Friday, January 24, 2014

The bond of brothers

 
The life of a United States Marine is a perplexing one to many who have never served with a Marine. Most will never understand the bond of Marines without actually experiencing it first hand. And although I am simply a spectator of the life of a Marine, I have some understanding of the strings that tie them together. I only wish I had that type of bond in my own life.

The statement 'once a Marine, always a Marine' is in fact the truth. People come and go in your life. Some are meant to be there by your side for life and some are just passing by. It's hard to judge whether someone will forever be in your life or eventually turn into a distant memory at the onset of a friendship. The connection of two Marine's is for life. Their dedication to God and country strengthens their dedication to the Corps. It doesn't matter how much time has come between hellos, the brotherhood of the Marine Corps will weigh heavy on the heart and keep that connection alive.
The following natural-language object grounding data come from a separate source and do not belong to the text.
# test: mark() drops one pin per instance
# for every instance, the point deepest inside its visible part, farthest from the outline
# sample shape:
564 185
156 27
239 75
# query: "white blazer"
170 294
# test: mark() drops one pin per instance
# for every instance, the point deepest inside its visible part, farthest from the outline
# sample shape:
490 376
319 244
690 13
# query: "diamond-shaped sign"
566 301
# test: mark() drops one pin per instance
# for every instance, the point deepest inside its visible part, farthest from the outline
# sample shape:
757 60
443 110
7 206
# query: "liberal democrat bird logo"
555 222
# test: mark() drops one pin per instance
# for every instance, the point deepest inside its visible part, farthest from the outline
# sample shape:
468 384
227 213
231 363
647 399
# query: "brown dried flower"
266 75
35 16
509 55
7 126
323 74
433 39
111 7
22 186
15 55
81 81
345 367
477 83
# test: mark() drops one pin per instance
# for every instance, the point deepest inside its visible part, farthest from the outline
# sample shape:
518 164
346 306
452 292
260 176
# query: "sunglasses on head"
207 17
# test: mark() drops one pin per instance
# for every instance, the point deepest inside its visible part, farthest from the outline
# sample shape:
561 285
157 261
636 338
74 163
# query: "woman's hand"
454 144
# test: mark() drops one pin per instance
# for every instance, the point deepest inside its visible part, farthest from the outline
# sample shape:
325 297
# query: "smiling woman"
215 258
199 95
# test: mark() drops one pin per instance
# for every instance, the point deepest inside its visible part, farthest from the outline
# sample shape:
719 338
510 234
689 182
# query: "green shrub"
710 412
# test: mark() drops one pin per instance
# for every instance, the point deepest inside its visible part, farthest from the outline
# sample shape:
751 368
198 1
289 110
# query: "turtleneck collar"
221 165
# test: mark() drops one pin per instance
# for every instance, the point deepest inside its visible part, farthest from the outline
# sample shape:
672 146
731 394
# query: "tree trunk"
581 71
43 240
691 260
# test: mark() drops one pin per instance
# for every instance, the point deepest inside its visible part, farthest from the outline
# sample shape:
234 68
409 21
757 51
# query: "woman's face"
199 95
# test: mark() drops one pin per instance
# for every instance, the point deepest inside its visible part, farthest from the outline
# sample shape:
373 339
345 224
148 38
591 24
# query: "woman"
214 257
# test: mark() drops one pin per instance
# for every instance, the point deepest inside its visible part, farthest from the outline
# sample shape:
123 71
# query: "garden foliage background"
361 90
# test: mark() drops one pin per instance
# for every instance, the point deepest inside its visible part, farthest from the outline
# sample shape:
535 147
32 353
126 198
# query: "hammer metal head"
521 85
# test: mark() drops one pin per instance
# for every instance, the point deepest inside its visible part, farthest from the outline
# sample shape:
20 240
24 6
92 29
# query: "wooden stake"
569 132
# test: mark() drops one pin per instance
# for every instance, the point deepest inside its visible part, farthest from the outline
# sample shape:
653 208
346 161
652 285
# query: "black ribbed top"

Recently my husband was contacted by an old friends sister. The sister and my husband are Facebook friends and although his old friend never joined the league of social networkers; the sister was there to speak for her brother in his time of need.

My husband has known Scott since middle/high school. Scott is a few years younger than my husband, but his out going personality won over both under and upper classmen giving him a wide social circle. A few years after high school both Scott and my husband joined the Marine Corps. Scott was first to enlist, but at this point the two had lost touch and my husband, Chad, was unaware of his old friends future plans. Ironically Scott joined up with another fellow that I went to high school with me before I knew Chad.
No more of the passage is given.